CreditEase Invests In Three US-Based FinTechs

CreditEase, the Chinese FinTech investment fund, announced Friday (March 17) it had made investments in FinTech companies in the US.

According to a report, CreditEase said it participated in a Series C financing round for Trumid, a U.S. electronic bond trading platform, and took part in a Series B round for WeConvene, the FinTech focused on the capital markets. It also invested in WorldCover, a P2P insurance startup’s seed round of fundraising, according to Finxetra. The fund, which is a unit of CreditEase’s lending marketplace, has invested in eight companies since the fund launched in 2015, including Circle, a Blockchain company, Tradeshift and DYCD.com, a car financing FinTech .

“We believe the Chinese FinTech market will continue to grow in 2017 and beyond, as many three-to-five-year-old companies have grown into large-scale operations. We expect many of these to mature into high-quality, mid-to-late-stage companies. Similarly, we anticipate a slew of promising early- and mid-stage growth companies in the U.S. market, due to the improving climate for investment, as well as the more sustainable development of fintech sector,” Anju Patwardhan, senior partner of CEFIF.

China is an emerging FinTech hotbed thanks to its expanding middle-class, rapid digitization and electronic payments adoption. But a new report from Citi found that, while China may be the market to watch for FinTech investments, the U.S. continues to thrive at the top of the B2B FinTech mountain.

According to Digital Disruption — Revisited: What FinTech VC Investments Tells Us About A Changing Industry, Citi expects an influx in venture capital across the FinTech startup scape. But not all markets are created equal. China saw more than half of the world’s FinTech investments in the first nine months of 2016, the bank noted.

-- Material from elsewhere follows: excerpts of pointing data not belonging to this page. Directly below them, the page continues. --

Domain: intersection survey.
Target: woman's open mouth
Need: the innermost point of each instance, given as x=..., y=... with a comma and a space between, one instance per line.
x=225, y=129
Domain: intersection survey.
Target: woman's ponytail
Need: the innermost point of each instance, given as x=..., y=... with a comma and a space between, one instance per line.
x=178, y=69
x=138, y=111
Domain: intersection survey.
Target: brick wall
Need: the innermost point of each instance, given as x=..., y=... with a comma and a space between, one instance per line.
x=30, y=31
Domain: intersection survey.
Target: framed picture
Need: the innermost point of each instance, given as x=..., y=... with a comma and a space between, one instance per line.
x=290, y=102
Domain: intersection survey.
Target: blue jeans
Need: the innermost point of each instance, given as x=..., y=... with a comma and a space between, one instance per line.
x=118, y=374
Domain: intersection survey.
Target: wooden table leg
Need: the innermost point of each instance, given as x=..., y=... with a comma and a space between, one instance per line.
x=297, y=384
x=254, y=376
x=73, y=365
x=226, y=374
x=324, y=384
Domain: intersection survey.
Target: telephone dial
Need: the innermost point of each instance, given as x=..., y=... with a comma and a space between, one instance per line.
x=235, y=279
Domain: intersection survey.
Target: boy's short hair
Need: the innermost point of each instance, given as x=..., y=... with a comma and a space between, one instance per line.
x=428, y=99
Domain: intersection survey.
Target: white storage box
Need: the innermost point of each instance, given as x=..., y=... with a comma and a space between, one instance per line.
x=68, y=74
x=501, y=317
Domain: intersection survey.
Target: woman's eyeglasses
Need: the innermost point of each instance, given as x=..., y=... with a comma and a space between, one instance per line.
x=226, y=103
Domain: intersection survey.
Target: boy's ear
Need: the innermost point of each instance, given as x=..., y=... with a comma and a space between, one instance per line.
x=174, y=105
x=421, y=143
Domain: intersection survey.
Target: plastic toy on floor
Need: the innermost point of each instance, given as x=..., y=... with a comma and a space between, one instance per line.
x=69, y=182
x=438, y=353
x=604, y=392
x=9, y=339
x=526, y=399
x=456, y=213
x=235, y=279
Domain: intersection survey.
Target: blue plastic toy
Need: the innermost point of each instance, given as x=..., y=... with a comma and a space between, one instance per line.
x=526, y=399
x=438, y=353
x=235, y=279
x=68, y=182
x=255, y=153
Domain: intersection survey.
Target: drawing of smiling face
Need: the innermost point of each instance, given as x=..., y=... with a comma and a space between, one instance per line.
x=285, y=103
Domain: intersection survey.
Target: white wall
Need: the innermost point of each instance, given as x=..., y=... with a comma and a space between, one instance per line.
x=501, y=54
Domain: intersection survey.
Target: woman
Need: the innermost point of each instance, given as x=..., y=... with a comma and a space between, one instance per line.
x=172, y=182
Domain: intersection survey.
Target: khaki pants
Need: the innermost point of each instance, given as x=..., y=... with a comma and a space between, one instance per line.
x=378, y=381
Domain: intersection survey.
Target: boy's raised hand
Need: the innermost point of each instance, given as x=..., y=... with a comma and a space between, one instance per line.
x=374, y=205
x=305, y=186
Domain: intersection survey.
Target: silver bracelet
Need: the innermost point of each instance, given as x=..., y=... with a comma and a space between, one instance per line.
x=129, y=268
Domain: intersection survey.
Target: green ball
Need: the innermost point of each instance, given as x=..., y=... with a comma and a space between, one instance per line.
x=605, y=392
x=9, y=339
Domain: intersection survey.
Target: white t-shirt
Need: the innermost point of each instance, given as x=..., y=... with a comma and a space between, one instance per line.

“2016 was the year when the Chinese FinTech dragons roared and some previously feted Western FinTech leaders wilted,” Citi declared in the report’s introduction. The nation’s current market climate is ideal to fostering FinTech growth and innovation, and investors will fuel that growth through 2017. That’s clearly great news for China, which has proven resilient despite a global slowdown in venture capital investments in FinTech startups.